Center, socioeconomic deprivation linked with worse childhood liver transplant outcomes
The socioeconomic deprivation of a child’s neighborhood was associated with worse adverse long-term outcomes after liver transplantation, according to research presented at The Liver Meeting Digital Experience.
However, Sharad Wadhwani, MD, MPH, assistant professor, pediatrics, at the University of California, San Francisco School of Medicine, and colleagues found that center-specific practice can mitigate those effects.
“Given that our previous work found that children from socioeconomically deprived neighborhoods had increased risk for graft failure and death, we wanted to better understand the role of the transplant center,” Wadhwani said in a press release. “Specifically, we were interested in learning whether certain centers who care for predominately socioeconomically deprived children are able to attain excellent outcomes while also primarily serving these particularly vulnerable children. If there were such centers, then we could learn from them and apply these learnings in other transplant centers with the hopes of realizing more equitable outcomes.”

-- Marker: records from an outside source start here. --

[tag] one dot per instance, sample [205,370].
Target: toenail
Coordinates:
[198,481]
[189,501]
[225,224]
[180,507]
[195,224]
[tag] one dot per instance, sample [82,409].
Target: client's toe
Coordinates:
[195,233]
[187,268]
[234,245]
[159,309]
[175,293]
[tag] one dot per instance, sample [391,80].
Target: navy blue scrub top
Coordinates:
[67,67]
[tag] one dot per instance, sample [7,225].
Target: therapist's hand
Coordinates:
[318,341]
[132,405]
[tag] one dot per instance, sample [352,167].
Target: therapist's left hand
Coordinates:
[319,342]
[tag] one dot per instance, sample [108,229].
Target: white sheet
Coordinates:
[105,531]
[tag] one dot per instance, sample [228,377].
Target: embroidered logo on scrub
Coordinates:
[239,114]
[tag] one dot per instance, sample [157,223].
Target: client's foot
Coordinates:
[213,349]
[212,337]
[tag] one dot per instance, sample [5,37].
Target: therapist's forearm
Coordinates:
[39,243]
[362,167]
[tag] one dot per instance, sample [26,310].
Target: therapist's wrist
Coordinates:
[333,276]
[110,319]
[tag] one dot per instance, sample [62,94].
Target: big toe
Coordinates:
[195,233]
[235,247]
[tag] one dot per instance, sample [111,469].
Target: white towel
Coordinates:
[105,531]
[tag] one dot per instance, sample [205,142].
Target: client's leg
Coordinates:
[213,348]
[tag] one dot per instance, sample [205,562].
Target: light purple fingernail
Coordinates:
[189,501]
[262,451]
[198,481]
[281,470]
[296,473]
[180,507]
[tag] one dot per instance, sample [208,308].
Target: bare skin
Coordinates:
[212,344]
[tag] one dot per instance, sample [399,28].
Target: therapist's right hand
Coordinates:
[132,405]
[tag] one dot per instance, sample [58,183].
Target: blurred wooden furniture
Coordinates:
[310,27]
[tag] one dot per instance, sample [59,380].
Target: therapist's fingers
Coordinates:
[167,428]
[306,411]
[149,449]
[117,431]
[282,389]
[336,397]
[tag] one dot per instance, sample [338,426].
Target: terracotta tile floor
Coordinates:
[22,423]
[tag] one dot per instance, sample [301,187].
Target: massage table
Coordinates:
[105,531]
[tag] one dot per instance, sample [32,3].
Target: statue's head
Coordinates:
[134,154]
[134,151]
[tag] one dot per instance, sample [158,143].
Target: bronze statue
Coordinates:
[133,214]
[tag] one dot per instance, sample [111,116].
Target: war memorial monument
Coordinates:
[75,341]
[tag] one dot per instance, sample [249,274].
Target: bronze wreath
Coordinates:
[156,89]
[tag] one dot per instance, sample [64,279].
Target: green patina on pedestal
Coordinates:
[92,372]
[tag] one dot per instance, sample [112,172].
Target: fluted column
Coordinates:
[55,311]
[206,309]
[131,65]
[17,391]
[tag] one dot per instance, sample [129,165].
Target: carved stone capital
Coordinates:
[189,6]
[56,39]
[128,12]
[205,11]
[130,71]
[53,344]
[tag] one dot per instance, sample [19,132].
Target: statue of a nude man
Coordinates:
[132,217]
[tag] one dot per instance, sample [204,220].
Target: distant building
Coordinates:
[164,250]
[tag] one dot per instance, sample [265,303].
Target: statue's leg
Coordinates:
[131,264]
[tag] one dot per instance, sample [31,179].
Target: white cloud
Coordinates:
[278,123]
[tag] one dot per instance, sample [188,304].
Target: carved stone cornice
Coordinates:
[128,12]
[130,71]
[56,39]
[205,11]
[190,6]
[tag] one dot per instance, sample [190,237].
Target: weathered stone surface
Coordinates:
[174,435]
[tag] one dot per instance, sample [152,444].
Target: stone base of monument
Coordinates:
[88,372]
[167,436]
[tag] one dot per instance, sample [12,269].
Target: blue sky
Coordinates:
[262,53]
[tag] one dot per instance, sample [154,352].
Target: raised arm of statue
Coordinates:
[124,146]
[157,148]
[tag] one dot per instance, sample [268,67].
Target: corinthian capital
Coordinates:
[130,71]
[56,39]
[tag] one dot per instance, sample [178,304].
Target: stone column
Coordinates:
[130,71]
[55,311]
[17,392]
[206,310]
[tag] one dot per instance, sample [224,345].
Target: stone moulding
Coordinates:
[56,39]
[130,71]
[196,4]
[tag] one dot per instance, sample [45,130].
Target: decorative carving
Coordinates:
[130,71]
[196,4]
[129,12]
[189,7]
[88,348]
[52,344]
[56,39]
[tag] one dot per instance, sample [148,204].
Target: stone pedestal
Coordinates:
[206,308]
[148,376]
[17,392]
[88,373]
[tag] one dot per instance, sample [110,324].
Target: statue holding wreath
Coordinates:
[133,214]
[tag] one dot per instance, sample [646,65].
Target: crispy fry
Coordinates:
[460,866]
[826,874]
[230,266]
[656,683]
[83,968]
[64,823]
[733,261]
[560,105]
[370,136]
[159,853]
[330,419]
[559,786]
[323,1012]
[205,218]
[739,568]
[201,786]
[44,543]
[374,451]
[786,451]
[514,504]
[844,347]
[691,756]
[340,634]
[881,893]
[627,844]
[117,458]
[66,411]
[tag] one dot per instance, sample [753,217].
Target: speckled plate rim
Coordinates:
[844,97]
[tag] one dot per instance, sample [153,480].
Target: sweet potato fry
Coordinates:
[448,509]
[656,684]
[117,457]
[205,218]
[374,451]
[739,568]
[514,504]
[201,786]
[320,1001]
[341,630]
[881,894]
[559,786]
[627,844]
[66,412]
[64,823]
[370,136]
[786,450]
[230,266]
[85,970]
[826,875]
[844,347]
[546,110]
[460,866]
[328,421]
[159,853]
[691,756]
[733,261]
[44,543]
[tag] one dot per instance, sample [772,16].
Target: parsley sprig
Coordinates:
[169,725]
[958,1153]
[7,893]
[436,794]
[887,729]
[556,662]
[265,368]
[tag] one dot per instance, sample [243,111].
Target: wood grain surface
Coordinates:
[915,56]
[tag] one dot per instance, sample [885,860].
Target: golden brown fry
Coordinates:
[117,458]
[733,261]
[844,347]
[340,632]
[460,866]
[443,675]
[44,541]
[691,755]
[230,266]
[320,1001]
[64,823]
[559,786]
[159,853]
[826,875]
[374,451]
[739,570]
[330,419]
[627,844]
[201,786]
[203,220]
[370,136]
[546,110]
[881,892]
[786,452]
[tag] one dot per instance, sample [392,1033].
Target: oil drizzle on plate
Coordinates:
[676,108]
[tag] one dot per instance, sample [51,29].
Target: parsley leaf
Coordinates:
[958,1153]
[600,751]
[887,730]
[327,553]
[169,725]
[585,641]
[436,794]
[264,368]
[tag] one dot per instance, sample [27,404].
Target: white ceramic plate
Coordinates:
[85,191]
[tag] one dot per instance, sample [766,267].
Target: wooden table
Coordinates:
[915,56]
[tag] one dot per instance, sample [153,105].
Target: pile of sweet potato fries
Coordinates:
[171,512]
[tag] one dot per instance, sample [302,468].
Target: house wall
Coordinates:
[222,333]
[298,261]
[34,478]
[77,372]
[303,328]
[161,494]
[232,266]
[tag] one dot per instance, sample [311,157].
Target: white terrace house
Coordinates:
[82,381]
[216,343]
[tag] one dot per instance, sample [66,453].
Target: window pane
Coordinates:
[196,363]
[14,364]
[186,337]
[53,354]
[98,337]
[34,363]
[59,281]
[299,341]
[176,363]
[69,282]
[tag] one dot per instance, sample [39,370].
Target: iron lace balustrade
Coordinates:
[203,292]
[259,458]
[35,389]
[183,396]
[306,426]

Researchers analyzed data from a scientific registry of transplant recipients from 2008 to 2013. They matched patients aged younger than 18 years to a validated socioeconomic deprivation index based on their home ZIP code.
The deprivation index included neighborhood characteristics, including the percentage of households below the poverty line, median household income and the fraction of the population with no health insurance.
Investigators categorized centers as either “high” or “low” patient-mix deprivation based on whether the deprivation index was above or below the median patient-mix deprivation index of the cohort, respectively. They also grouped centers as either “high” or “low” performing based on their 10-year graft survival rates compared with the rates of the overall cohort.
Among 2,474 patients, the mean deprivation index was 0.38±0.12, and the overall 10-year graft survival was 78%.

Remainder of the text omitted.